I worked on a piece about full-spectrum reproductive care for the New York Times Sunday Review with my frequent collaborator, writer Alissa Quart.
Buffalo Womenservices is unusual because it is a birth and abortion center in one. It is part of an effort to reframe reproductive care as a continuum — the phrase for it is “full-spectrum reproductive health” — that spans both birth and abortion. Facilities for each are typically distinct.
Combining the two in one place underlines how many women experience both birth and abortion. Three in 10 women will have an abortion in their lives; eight out of 10 will give birth. About 61 percent of women who have an abortion already have at least one child.
Kayla, the nurse pictured here, gave birth at Buffalo Womenservices before returning to work as a nurse who assists during the abortion procedures, taking breaks to pump breastmilk for her infant daughter. Like her co-workers, she believes that women’s choices around terminating pregnancy and around the way in which they give birth are related forms of essential reproductive choice. The facility’s doctor noted that all pregnancies are not the same, and women have a range of reasons for what they decide to do with them.
The women whose abortions I photographed were already mothers, and both of them took the interests of their children into account when making their decisions. The facility’s doctor expressed frustration at people’s tendency to project their own experiences onto other people’s complex lives.

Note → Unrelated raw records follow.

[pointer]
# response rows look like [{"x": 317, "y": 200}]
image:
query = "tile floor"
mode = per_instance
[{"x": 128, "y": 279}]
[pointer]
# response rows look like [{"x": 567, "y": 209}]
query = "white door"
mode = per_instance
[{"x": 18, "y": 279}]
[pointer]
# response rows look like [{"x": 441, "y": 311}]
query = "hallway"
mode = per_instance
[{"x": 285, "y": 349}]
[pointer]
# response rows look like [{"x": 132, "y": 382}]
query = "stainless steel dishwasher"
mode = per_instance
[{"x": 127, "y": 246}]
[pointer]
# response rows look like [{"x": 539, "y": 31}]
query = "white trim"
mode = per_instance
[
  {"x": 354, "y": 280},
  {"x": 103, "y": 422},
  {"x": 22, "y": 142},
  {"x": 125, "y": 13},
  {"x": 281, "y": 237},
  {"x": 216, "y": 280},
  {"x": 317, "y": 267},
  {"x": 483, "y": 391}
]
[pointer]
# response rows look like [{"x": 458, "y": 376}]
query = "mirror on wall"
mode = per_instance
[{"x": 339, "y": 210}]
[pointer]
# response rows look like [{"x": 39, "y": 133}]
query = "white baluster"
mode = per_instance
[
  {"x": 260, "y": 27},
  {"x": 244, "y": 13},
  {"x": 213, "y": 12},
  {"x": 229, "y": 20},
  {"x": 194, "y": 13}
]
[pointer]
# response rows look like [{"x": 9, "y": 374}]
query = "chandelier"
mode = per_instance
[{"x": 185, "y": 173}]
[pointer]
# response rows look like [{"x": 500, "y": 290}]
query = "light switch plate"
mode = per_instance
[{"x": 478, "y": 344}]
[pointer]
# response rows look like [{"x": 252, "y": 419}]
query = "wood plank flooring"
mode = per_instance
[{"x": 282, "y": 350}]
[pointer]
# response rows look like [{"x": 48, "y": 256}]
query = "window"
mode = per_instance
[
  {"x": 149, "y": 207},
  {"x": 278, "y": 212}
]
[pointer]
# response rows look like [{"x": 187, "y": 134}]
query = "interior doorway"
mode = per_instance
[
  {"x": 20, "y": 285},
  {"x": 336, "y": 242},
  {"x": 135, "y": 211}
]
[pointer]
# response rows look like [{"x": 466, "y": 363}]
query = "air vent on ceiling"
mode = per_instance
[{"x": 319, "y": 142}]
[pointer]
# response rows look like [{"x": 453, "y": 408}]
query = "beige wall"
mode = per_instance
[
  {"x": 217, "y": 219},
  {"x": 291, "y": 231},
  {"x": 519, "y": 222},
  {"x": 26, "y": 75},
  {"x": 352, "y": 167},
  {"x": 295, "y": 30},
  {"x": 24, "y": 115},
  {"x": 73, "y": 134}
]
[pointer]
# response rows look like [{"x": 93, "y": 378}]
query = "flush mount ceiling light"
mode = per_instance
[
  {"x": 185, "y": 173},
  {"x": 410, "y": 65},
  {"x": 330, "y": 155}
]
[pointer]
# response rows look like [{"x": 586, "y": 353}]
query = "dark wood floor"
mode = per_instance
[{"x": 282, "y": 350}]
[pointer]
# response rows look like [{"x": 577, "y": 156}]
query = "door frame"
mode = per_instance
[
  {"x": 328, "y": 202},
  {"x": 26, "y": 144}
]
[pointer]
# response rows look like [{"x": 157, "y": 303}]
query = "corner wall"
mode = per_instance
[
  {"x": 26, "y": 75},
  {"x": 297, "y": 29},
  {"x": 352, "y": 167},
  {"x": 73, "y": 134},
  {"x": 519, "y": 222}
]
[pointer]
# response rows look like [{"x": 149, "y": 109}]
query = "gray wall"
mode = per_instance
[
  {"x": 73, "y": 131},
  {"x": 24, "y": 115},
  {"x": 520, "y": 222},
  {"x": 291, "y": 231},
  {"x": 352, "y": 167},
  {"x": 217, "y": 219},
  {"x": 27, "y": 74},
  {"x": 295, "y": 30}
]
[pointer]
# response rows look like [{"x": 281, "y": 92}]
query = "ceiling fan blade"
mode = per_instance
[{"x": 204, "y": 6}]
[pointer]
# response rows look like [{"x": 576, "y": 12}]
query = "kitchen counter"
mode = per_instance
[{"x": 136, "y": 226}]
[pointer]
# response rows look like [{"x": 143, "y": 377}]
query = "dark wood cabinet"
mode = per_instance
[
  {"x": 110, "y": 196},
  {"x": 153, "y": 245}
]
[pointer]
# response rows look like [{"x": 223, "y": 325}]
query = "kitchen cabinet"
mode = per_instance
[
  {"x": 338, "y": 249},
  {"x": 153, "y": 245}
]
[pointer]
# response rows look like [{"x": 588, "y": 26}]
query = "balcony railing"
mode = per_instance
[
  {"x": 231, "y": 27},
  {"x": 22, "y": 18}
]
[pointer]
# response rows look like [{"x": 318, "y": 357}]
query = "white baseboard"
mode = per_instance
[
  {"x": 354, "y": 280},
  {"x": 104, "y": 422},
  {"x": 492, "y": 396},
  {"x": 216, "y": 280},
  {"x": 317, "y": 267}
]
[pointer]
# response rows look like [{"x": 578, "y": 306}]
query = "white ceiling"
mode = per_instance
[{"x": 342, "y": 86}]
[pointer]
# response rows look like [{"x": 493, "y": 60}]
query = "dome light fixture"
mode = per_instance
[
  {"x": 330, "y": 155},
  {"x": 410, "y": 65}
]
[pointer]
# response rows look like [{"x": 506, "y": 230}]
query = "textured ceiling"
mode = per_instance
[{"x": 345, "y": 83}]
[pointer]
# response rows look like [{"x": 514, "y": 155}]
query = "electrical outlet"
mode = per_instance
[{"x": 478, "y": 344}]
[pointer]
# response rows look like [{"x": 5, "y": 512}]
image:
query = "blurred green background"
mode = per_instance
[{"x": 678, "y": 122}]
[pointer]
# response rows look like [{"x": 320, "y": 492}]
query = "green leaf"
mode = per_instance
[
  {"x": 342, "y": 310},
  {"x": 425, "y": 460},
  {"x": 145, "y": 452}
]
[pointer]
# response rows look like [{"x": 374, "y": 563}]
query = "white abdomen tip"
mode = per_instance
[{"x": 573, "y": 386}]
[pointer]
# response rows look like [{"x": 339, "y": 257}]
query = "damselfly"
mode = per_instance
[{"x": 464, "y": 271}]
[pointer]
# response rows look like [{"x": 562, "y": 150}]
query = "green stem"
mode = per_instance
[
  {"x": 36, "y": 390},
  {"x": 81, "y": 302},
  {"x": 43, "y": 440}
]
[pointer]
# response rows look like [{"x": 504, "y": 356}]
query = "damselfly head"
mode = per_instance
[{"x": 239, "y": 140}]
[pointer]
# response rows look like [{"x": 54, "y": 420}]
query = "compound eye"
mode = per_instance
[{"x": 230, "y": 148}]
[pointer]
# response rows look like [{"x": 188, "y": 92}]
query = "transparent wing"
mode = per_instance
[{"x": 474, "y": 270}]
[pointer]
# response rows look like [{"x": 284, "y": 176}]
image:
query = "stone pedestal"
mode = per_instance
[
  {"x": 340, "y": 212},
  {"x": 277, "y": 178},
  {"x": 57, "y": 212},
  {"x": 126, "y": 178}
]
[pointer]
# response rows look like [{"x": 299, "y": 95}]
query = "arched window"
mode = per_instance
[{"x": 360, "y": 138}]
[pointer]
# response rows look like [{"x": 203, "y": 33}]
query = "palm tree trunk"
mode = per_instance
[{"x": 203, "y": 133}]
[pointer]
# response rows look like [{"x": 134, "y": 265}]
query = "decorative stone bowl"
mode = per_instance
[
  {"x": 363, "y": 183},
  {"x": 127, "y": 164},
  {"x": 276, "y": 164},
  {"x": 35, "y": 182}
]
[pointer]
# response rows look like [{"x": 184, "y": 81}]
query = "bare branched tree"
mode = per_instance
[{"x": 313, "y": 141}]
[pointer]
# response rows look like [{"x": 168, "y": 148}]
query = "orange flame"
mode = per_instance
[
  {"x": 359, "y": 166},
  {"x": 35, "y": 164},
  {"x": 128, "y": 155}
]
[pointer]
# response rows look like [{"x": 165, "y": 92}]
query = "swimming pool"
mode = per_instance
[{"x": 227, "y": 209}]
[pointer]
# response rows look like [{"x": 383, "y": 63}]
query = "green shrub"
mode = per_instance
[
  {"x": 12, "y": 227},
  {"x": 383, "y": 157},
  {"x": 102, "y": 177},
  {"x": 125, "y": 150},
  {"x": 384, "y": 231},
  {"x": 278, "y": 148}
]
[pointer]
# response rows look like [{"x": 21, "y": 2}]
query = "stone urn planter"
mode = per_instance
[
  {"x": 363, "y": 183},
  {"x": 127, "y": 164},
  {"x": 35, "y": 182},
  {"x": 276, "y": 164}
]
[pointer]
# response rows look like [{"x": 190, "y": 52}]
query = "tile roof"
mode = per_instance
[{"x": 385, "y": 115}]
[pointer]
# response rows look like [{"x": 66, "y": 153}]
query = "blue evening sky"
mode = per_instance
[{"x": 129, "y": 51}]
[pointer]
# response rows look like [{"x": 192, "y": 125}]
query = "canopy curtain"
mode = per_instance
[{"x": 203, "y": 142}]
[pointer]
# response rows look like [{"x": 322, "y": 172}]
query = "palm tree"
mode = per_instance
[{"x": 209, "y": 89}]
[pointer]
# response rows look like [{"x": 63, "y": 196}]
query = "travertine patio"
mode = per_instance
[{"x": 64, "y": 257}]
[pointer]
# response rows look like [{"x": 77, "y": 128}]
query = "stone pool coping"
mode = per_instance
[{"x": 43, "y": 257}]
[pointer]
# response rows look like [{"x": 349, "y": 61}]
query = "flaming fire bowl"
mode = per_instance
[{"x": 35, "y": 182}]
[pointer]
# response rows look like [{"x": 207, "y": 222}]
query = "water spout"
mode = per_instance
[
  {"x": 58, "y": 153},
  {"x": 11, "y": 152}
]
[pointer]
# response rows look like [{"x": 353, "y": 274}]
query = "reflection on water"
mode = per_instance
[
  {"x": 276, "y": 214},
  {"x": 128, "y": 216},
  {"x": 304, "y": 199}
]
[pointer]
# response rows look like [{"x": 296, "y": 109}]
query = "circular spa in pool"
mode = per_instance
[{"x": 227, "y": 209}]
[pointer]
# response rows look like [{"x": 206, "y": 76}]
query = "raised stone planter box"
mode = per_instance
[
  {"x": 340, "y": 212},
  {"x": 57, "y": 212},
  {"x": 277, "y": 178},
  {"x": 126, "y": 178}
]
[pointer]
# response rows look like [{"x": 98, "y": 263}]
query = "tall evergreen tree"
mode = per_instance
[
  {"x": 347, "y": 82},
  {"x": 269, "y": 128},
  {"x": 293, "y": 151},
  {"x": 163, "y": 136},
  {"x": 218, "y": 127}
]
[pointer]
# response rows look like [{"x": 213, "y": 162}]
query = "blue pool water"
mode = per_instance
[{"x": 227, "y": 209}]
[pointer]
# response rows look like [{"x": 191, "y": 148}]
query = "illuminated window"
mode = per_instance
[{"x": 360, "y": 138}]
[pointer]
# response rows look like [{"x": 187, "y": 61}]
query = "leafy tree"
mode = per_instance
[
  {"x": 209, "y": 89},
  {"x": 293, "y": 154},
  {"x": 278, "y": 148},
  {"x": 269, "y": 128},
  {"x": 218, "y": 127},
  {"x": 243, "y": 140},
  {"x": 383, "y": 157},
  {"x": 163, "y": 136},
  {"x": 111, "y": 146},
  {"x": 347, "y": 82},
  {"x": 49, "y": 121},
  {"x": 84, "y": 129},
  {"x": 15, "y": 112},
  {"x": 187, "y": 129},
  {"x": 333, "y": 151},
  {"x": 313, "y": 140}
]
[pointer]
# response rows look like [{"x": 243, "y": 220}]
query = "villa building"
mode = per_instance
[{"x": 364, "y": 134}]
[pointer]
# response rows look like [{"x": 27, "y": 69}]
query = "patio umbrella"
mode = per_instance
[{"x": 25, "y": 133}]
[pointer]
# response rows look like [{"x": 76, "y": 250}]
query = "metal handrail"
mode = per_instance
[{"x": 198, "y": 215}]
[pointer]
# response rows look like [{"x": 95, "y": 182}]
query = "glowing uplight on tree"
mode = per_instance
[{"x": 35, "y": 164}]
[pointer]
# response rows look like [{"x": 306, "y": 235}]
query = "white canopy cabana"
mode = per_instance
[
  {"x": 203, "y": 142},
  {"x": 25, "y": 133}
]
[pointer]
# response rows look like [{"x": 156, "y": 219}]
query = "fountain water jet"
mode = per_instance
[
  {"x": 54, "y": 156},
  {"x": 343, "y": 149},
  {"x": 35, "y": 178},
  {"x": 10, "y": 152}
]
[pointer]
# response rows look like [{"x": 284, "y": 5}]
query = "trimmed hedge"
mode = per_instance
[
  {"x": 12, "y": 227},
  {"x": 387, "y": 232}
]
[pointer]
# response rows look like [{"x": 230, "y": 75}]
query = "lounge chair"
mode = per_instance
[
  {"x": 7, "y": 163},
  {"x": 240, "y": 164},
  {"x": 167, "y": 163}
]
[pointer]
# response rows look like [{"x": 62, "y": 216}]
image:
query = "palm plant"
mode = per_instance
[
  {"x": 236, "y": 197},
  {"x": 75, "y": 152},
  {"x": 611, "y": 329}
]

I photographed anthropology professor Carla Bellamy and her daughters Dessa and Margo for the New York Times Sunday Review recently. Alissa Quart wrote about the high cost of child care and the middle class moms who are struggling to afford it. Says Bellamy:
“It’s not a tragic story, but is tiring and tiresome. I have a career, I work really hard, and yet I get no break.”
I am so pleased to share that the New York Times Sunday Review published an excerpt of my Birth Culture project along with an op-ed I wrote.
You can see more photographs from the project here.
Here is one last group of photos from my New York Times piece about maternity care in Tuba City, AZ. I took these pictures in March of 2010, in and around the Tuba City Regional Health Care Corporation’s Women’s Clinic and OB ward.
After Monica Kahe gave birth to her fourth child at the Tuba City Regional Health Care Corporation, she kept him indoors, away from the sun, for three weeks. Monica is a teacher on the Hopi reservation, and her husband Preston works at the hospital. On the morning of the last day, his relatives came over before the sun rose, bringing corn pudding, mutton stew, and blue corn meal to exchange as gifts.
They dabbed blue corn meal on Monica’s face, washed mother and baby’s hair, and waited for sunrise. When the night started to fade, the baby’s mother, aunt and grandmother brought him outside to meet the sun, and his grandmother read the long list of names that his paternal female relatives had given him. He would be called Uutsi’yma.
Afterward, the guests laughed and talked while eating mutton stew, corn pudding and cherry pie for breakfast. I was grateful that Monica had invited me to photograph the ceremony, and happy to have met her warm family.
These photographs were first published in the New York Times.
I recently traveled to Tuba City, AZ on assignment for the New York Times. I went to photograph a story that I had found: a hospital in a small, dusty reservation town had remarkably low Cesarean rates, provided midwives at all deliveries, and allowed women with previous C-sections to deliver vaginally (VBAC). Here are the resulting article and the audio slide show.
This is a small story within the larger story.
Elsie Elthie is a lactation consultant at the Tuba City Regional Health Care Corporation. She visits nursing mothers in the hospital and at home to teach them how to successfully breastfeed their babies. Though it may sound straightforward, nursing can be complicated and painful, and informed advice can mean the difference between breast milk and formula.